Sheffield boxing: Grieving Sam O’maison dedicates his title to his grandmother

Sam OMaison - and the punch that led directly to the title .Photo by Andy Garner
Sam OMaison - and the punch that led directly to the title .Photo by Andy Garner

This was no ordinary boxing match, for Sam O’maison.

And it wasn’t the fact that the English super lightweight title was on the line.

This was a fight that had to be won - for his nan.

She passed away onlydays before the Sheffield southpaw got into the ring with Kevin Hooper, at Bramall Lane, on Saturday.

And O’maison badly wanted to dedicate his most priceless victory to her.

It went according to plan with a super third round stoppage. And it was a clearly-emotional boxer who later revealed his inner turmoil.

Sam and Kevin - sporting after the fight. Pic Andy Garner

Sam and Kevin - sporting after the fight. Pic Andy Garner

“I dedicate this fight to my nan” he said, adding he had been fitting in training in between trips to see her in her final days.

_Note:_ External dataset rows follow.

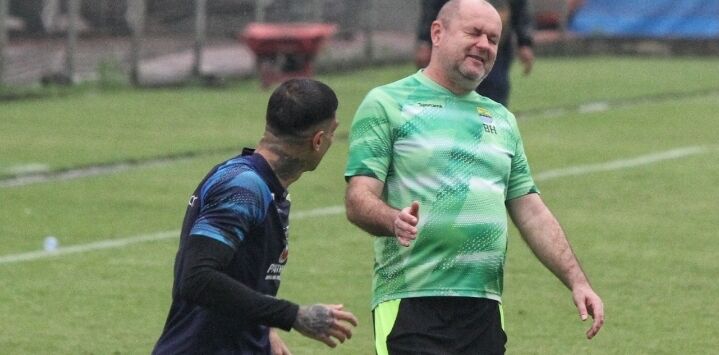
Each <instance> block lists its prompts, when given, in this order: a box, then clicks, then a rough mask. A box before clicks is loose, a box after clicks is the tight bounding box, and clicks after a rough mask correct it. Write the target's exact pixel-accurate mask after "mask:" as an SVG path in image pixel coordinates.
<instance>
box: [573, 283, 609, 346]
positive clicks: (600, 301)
mask: <svg viewBox="0 0 719 355" xmlns="http://www.w3.org/2000/svg"><path fill="white" fill-rule="evenodd" d="M572 298H574V304H575V305H576V306H577V310H578V311H579V318H580V319H581V320H582V321H585V320H587V318H588V316H592V319H594V322H593V323H592V327H591V328H589V330H587V339H592V338H593V337H594V336H595V335H597V333H599V329H602V325H604V305H603V304H602V300H601V298H599V296H598V295H597V294H596V293H594V290H592V288H591V286H589V285H582V286H577V287H575V288H574V289H573V290H572Z"/></svg>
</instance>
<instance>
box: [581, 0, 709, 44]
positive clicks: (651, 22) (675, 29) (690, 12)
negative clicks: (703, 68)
mask: <svg viewBox="0 0 719 355" xmlns="http://www.w3.org/2000/svg"><path fill="white" fill-rule="evenodd" d="M569 25H570V29H571V30H572V31H574V32H577V33H579V34H582V35H588V36H592V35H599V36H615V37H660V38H667V37H669V38H719V0H649V1H647V0H584V5H583V6H582V7H580V8H579V9H578V11H577V12H576V14H575V15H574V18H573V19H572V21H571V23H570V24H569Z"/></svg>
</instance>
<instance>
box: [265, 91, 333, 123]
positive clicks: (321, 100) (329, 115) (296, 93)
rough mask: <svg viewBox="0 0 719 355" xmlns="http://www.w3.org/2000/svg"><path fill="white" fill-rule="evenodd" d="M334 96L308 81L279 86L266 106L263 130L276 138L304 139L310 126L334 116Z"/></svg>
mask: <svg viewBox="0 0 719 355" xmlns="http://www.w3.org/2000/svg"><path fill="white" fill-rule="evenodd" d="M337 106H338V102H337V96H336V95H335V92H334V91H333V90H332V89H331V88H330V87H329V86H327V85H325V84H324V83H322V82H319V81H317V80H312V79H290V80H287V81H285V82H284V83H282V84H281V85H280V86H279V87H278V88H277V89H275V91H274V92H273V93H272V96H270V100H269V102H268V103H267V117H266V118H267V129H268V130H269V131H270V132H272V134H275V135H278V136H296V137H299V136H304V135H305V134H306V133H307V130H309V129H310V128H312V127H315V126H317V125H318V124H319V123H322V122H324V121H328V120H330V119H332V118H334V117H335V113H336V112H337Z"/></svg>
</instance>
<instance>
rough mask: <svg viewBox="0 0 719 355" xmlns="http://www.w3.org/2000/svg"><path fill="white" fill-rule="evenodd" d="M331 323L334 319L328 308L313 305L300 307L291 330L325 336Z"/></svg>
mask: <svg viewBox="0 0 719 355" xmlns="http://www.w3.org/2000/svg"><path fill="white" fill-rule="evenodd" d="M333 323H334V317H333V316H332V312H331V310H330V309H329V308H327V307H325V306H323V305H320V304H313V305H311V306H302V307H300V311H299V312H298V313H297V319H296V320H295V324H294V326H293V328H295V329H297V331H299V332H300V333H303V334H308V335H312V336H326V335H328V331H329V329H330V328H331V327H332V325H333Z"/></svg>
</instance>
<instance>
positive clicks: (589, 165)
mask: <svg viewBox="0 0 719 355" xmlns="http://www.w3.org/2000/svg"><path fill="white" fill-rule="evenodd" d="M709 151H719V149H717V147H709V146H691V147H683V148H676V149H671V150H666V151H663V152H657V153H652V154H646V155H640V156H637V157H634V158H629V159H619V160H612V161H608V162H605V163H599V164H588V165H577V166H573V167H569V168H562V169H554V170H548V171H544V172H541V173H538V174H536V175H535V180H536V181H546V180H551V179H556V178H561V177H567V176H576V175H585V174H591V173H596V172H608V171H616V170H624V169H629V168H634V167H639V166H643V165H649V164H654V163H659V162H661V161H665V160H672V159H679V158H683V157H688V156H691V155H698V154H704V153H707V152H709ZM344 210H345V209H344V206H341V205H336V206H328V207H322V208H315V209H311V210H307V211H298V212H295V213H293V214H292V220H301V219H306V218H314V217H322V216H332V215H338V214H341V213H344ZM179 234H180V231H179V230H173V231H164V232H157V233H151V234H143V235H138V236H134V237H129V238H121V239H108V240H103V241H99V242H94V243H88V244H78V245H73V246H68V247H59V248H57V249H56V250H53V251H45V250H39V251H31V252H26V253H19V254H9V255H4V256H0V264H10V263H18V262H24V261H31V260H37V259H43V258H49V257H55V256H61V255H68V254H77V253H85V252H88V251H93V250H102V249H110V248H121V247H125V246H128V245H132V244H138V243H144V242H152V241H158V240H164V239H170V238H178V237H179Z"/></svg>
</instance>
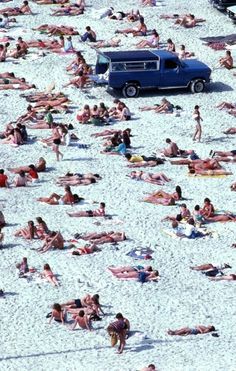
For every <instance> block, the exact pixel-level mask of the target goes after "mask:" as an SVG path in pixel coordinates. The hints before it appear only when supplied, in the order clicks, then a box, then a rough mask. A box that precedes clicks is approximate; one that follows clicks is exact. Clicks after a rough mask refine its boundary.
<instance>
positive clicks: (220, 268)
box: [190, 263, 231, 271]
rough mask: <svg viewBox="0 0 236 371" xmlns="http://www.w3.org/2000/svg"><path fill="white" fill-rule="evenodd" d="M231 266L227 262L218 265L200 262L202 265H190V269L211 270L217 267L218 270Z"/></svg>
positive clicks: (199, 270) (198, 269) (215, 268)
mask: <svg viewBox="0 0 236 371" xmlns="http://www.w3.org/2000/svg"><path fill="white" fill-rule="evenodd" d="M229 268H231V266H230V265H229V264H227V263H224V264H223V265H220V266H215V265H213V264H211V263H210V264H202V265H196V266H195V267H190V269H192V270H194V271H208V270H213V269H218V270H223V269H229Z"/></svg>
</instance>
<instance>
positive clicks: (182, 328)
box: [167, 325, 216, 336]
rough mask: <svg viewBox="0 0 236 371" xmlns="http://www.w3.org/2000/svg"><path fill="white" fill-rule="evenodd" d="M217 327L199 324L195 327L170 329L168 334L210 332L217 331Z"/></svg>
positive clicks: (168, 332)
mask: <svg viewBox="0 0 236 371" xmlns="http://www.w3.org/2000/svg"><path fill="white" fill-rule="evenodd" d="M215 330H216V329H215V327H214V326H212V325H210V326H202V325H198V326H196V327H195V328H190V327H184V328H181V329H179V330H174V331H173V330H168V332H167V333H168V335H179V336H186V335H198V334H208V333H209V332H212V331H215Z"/></svg>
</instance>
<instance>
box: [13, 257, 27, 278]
mask: <svg viewBox="0 0 236 371" xmlns="http://www.w3.org/2000/svg"><path fill="white" fill-rule="evenodd" d="M16 268H17V269H19V277H20V278H21V277H23V276H24V275H25V274H26V273H28V272H29V266H28V261H27V258H26V257H24V258H23V259H22V262H21V263H17V264H16Z"/></svg>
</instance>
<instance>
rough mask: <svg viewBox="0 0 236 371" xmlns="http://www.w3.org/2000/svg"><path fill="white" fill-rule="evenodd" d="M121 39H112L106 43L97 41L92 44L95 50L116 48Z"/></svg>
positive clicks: (120, 40)
mask: <svg viewBox="0 0 236 371" xmlns="http://www.w3.org/2000/svg"><path fill="white" fill-rule="evenodd" d="M120 42H121V39H118V38H117V37H113V38H112V39H110V40H108V41H106V40H101V41H98V42H97V43H96V44H94V47H95V48H98V49H100V48H118V46H120Z"/></svg>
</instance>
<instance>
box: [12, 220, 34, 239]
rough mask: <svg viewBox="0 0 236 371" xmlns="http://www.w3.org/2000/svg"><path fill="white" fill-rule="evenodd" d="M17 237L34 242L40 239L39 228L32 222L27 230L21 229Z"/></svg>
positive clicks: (18, 230) (29, 225) (17, 235)
mask: <svg viewBox="0 0 236 371" xmlns="http://www.w3.org/2000/svg"><path fill="white" fill-rule="evenodd" d="M14 236H15V237H23V238H25V239H26V240H33V239H34V238H35V237H37V238H39V237H40V236H39V235H38V231H37V228H36V227H35V225H34V222H33V221H32V220H30V221H29V222H28V226H27V227H26V228H22V229H19V230H18V231H16V232H15V233H14Z"/></svg>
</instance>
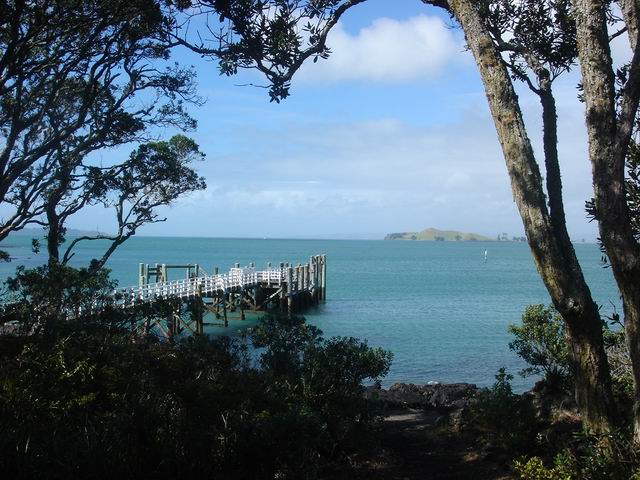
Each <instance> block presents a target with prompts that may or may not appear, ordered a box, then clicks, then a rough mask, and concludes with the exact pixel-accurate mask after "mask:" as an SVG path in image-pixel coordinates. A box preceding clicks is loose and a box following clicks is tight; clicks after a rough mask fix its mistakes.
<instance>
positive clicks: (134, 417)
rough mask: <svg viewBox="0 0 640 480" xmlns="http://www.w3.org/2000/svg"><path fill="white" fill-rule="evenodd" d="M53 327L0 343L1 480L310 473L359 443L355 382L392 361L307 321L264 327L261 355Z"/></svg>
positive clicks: (385, 357)
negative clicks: (327, 338)
mask: <svg viewBox="0 0 640 480" xmlns="http://www.w3.org/2000/svg"><path fill="white" fill-rule="evenodd" d="M58 333H59V334H58V335H56V337H55V338H51V337H48V336H40V335H30V336H23V337H0V357H1V358H0V362H1V363H0V449H1V451H2V452H3V455H2V456H0V471H2V472H3V475H5V476H6V477H7V478H16V479H22V478H54V479H55V478H65V477H66V478H113V477H121V478H140V477H141V478H147V477H154V478H169V477H170V478H190V479H198V478H234V479H245V478H246V479H254V478H276V477H278V478H302V477H305V478H314V476H316V475H317V474H318V472H320V471H321V470H322V468H323V466H324V465H327V464H329V463H330V462H336V461H341V460H342V459H344V458H346V455H348V454H349V453H351V452H354V451H356V449H357V448H359V447H360V446H361V445H360V444H359V442H357V441H356V438H358V437H359V436H360V435H361V434H363V432H364V433H366V432H367V431H368V430H369V427H370V426H371V424H372V423H373V422H374V421H375V420H376V418H377V417H376V409H375V407H374V405H373V404H372V403H370V402H368V401H366V400H364V398H363V397H362V389H363V387H362V381H363V380H365V379H367V378H373V379H375V378H378V377H379V376H381V375H383V374H385V373H386V371H387V370H388V368H389V362H390V358H391V356H390V354H389V353H387V352H384V351H381V350H377V349H372V348H369V347H368V346H367V345H366V344H364V343H361V342H358V341H356V340H354V339H329V340H326V339H324V338H322V336H321V332H320V331H319V330H317V329H315V328H314V327H311V326H308V325H306V324H305V323H304V321H303V320H302V319H295V320H287V321H284V322H281V321H279V320H278V319H274V318H268V319H265V320H264V323H263V325H262V326H261V327H260V328H258V332H257V333H256V344H259V345H261V346H262V348H263V351H262V352H261V353H259V354H258V357H257V359H255V360H254V358H255V355H253V354H252V353H251V352H250V351H248V347H246V346H245V345H244V344H242V343H241V342H237V341H232V340H229V339H228V338H218V339H208V338H195V337H193V338H188V339H185V340H183V341H181V342H178V343H176V344H175V345H172V344H169V343H167V342H158V341H154V340H153V339H152V338H146V339H145V340H144V341H141V340H139V339H138V340H137V341H135V342H133V341H132V338H131V335H130V333H129V332H128V331H127V330H125V329H115V328H114V327H113V326H112V325H110V326H108V328H107V327H104V326H101V325H99V324H93V325H83V326H81V325H79V324H73V325H67V326H66V329H65V333H64V334H62V333H61V331H59V332H58ZM292 339H293V340H292ZM276 359H278V360H276Z"/></svg>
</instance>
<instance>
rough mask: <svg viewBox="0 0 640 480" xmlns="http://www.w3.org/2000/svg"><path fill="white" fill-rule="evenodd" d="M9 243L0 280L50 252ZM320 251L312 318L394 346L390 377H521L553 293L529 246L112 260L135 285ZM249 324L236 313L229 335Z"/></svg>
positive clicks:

The family man, whose 27th birthday on fight-day was essentially overlooked because of the contest and his bereavement, praised his Grimsby opponent for not taking an easier route, as other fighters do.

O’maison said it had been a 50-50 chance for either, going into the scheduled 10 rounder.

In fact, it only lasted three. The Ryan Rhodes leftie connected with a wicked upper cut which downed the 34-year-old.

The more experienced, former English Lightweight champion hung on for a few seconds, but couldn’t dodge the combinations coming his way with increasing intensity.

Eventually, two more stiff blows to the jaw saw referee Shaun Messer halt the barrage. There were no complaints from Hooper, who had put in a decent first round, catching the home fighter with a right to the cheek,

But he didn’t have enough as O’maison followed in the footsteps of former Sheffield United footballer Curtis Woodhouse, to become English champion at 10 stone.

Several of O’maison’s fans immediately jumped on to the ring side to celebrate with him - but it was good-natured and enthusiastic rather than troublesome - and order was soon restored.

The O’maison camp hinted that negotiations had begun for his next fight: “There are better things coming for Sam” said Rhodes, who added that his man had put Sheffield boxing on the map again.

Ideally, Rhodes would like a defence then an assault on British and Commonwealth honours.

There were points wins on the undercard for Loua Nassa, Razaq Najib and Jayce Dixon, while Nicolie Campbell had earlier shown O’maison the way with a spectacular stoppage of Patryk Buczek in round two of their contest.